As a child, I felt I didn't belong in the world of people. It was
as if I had come from another planet where the creatures didn't understand relationships.
Now I was here on earth--but without the foggiest idea about how to make friends. I didn't
feel as if I belonged in the world--or that people liked or wanted me.
The first school I attended was in Maple Heights, Ohio. I remember
frequently standing against the building in a sheltered corner of the playground during
recess periods, watching the other kids play together. I was the loner. I was the
outsider.
We moved to Cleveland and Ross became a friend. Ross was a year
older than I, bigger, confident and outgoing, and attractive to all the girls. He was a
born leader and was very intelligent. In many ways, Ross was everything I wanted to be,
and I was honored that he considered me his friend. Still, even though Ross was my friend,
I felt insecure. Yes, he was my friend, but could I depend on that? Would I always be his
most important friend?
People with poor self-images expect the worst--and the worst
always comes along. Ross was interested in magic and met another friend who shared this
interest. I was left out. "Alone again, naturally," as the song says. This
experience reinforced my feeling that I didn't belong.
I was no better off at romance. There was this terrifically cute girl
in Miss Listel's fifth-grade class. I mean she was a knockout for an eleven-year-old!
Unfortunately, I only loved her from afar. She was in love with Jimmy. He was another one
of those intelligent, good-looking, big boys. (You have to remember I was the shortest boy
in my class.) All Jimmy had to do was smile at girls and they fell at his feet.

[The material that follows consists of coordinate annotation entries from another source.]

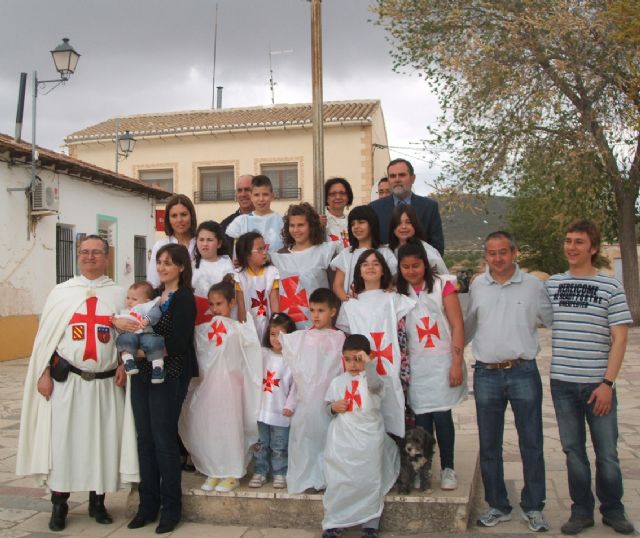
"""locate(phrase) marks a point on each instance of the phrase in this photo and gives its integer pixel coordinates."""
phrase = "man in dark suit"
(401, 179)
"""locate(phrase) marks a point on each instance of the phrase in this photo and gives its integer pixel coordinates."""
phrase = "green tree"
(512, 74)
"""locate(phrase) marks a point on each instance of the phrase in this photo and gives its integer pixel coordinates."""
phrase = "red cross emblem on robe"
(95, 326)
(291, 300)
(353, 396)
(218, 330)
(379, 353)
(260, 302)
(428, 332)
(270, 381)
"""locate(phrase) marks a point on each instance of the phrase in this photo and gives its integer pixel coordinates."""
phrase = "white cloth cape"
(346, 262)
(361, 462)
(375, 314)
(314, 359)
(278, 389)
(219, 420)
(255, 292)
(152, 272)
(301, 273)
(429, 343)
(210, 273)
(103, 404)
(268, 226)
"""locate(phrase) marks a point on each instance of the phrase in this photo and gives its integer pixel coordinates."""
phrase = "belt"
(504, 365)
(90, 376)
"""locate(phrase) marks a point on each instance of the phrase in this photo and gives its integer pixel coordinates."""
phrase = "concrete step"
(420, 512)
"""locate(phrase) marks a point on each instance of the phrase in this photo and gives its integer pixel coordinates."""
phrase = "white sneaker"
(257, 481)
(210, 484)
(536, 521)
(227, 484)
(448, 480)
(492, 517)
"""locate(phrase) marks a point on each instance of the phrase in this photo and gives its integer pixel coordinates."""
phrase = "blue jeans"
(274, 440)
(445, 433)
(156, 409)
(572, 412)
(521, 387)
(151, 343)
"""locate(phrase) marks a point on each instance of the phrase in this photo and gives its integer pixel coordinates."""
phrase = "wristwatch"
(609, 383)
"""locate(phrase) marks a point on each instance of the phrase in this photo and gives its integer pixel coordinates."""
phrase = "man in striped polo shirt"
(590, 324)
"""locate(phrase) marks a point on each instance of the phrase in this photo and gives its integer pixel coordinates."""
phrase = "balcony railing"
(292, 193)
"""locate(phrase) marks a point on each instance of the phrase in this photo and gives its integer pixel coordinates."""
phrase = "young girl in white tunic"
(375, 312)
(303, 262)
(364, 233)
(212, 261)
(276, 408)
(435, 339)
(256, 282)
(405, 224)
(219, 420)
(361, 461)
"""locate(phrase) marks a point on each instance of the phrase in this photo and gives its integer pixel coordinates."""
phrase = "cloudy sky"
(142, 56)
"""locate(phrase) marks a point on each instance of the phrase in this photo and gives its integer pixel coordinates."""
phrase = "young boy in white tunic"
(361, 461)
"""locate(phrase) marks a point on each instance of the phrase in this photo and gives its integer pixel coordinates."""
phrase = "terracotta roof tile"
(223, 119)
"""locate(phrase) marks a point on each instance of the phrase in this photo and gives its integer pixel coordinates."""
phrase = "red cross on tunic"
(260, 302)
(218, 330)
(292, 301)
(353, 395)
(428, 332)
(270, 381)
(92, 320)
(379, 353)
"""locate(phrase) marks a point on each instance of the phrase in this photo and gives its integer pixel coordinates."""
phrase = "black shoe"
(576, 524)
(619, 524)
(166, 525)
(97, 509)
(58, 517)
(137, 522)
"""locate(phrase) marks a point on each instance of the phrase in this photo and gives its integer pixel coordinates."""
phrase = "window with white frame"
(162, 179)
(217, 183)
(284, 178)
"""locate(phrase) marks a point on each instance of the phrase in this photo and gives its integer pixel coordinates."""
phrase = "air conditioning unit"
(45, 196)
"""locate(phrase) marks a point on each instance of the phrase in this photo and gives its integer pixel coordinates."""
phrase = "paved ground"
(24, 509)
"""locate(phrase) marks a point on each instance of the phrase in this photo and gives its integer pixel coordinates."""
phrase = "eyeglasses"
(93, 253)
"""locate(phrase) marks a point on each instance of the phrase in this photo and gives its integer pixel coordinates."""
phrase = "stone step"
(420, 512)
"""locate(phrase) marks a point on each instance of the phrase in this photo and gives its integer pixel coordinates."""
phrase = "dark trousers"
(156, 409)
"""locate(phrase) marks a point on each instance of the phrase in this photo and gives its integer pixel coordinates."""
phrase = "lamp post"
(124, 143)
(65, 59)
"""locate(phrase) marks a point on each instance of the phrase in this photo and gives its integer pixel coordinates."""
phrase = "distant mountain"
(467, 220)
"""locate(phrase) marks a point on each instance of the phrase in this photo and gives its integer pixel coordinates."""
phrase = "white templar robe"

Academically, I was also a failure. I was a D student. When I
finally graduated from high school, I was third in my class--third from the bottom. When I
had to take a test, I would say to myself, "You know you're going to fail this one
just as you've failed all the others. What's the use?" I was sick on the day I took
my IQ test and fell asleep during part of the exam. As a result, I was ranked as a
high-grade moron.
This book comes out of my insecurities and my struggles with
friendships. Its and is my attempt to say to you, "I want to be your
friend." I want you to know there is hope. If you are going through some tough times
if it's been rough all your life, I want you to know that I understand--I've been there.
And I still struggle with my self image. I also want you to know me. I want you to know
that the things we'll share in this book are not just cute ideas I thought would look good
in a book. I feel your hurt--because I also bleed.